Delaware lost one of its all time best players in Harding Nana. All the Cameroon native did last season was average 19.0 points and 10.9 rebounds while being the major focus of opposition scouting reports. This was on the heels of a junior season in which Nana averaged 18.5 points and 10.4 boards. Both seasons he was first-team All-CAA.
What's more, the Blue Hens also lose two-year starter Rulon Washington, who chipped in 9.0 points per game but was also Delaware's best three-point shooter (39.6 percent).
The graduations meant two of the best players were leaving a nine-win team.
But Delaware, after several seasons of futility, also fired its coach, David Henderson. The former Duke Blue Devils star had presided over a Blue Hens program that had regressed in his six seasons. The final two years Delaware had finished 11-20 and 9-21 despite having one of the league's best and most versatile players in Nana.

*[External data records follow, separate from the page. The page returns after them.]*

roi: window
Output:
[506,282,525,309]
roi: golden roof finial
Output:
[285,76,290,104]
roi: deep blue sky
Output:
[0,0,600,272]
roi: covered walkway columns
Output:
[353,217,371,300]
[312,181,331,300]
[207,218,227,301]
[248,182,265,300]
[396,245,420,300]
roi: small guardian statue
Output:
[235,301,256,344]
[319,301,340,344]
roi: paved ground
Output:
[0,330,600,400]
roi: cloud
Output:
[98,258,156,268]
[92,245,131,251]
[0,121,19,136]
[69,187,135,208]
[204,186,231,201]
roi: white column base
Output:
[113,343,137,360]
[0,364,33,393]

The search for a new coach wasn't easy. Kevin Willard, an assistant on Rick Pitino's staff at Louisville and one of the most respected young assistants in college basketball, traveled to the Delaware campus for an interview. Willard, the son of Holy Cross' Ralph Willard, was open in his interview about a previous DUI arrest. He admitted it was a stupid mistake and that he had learned from it. With that knowledge in hand, Edgar Johnson, the athletics director at Delaware, offered Willard the job. Less than 24 hours later, though, Johnson took back that offer.

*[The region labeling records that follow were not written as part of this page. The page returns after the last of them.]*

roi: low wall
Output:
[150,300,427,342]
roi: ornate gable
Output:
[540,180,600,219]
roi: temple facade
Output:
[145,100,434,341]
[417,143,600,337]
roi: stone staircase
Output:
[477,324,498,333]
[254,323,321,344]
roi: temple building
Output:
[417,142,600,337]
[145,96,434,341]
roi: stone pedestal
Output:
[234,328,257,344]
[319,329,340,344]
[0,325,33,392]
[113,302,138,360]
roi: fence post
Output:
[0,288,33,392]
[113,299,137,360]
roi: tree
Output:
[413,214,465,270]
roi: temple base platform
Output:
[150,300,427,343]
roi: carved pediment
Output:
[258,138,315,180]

After that, the school offered the job to Billy Taylor, the head coach at Lehigh. Taylor turned it down.
Finally, the reins of the Delaware program were turned over to Monte Ross, who had been an assistant under John Chaney at Temple and comes to Delaware after 10 seasons on Phil Martelli's staff at Saint Joseph's.
Ross wasn't worried in the least that he wasn't Delaware's first choice.
"You don't have to look any further than [West Virginia coach] John Beilein," Ross told the News-Journal of Wilmington. "He was West Virginia's fifth choice, and now he's the toast of the town. I'm glad to take advantage of the opportunity."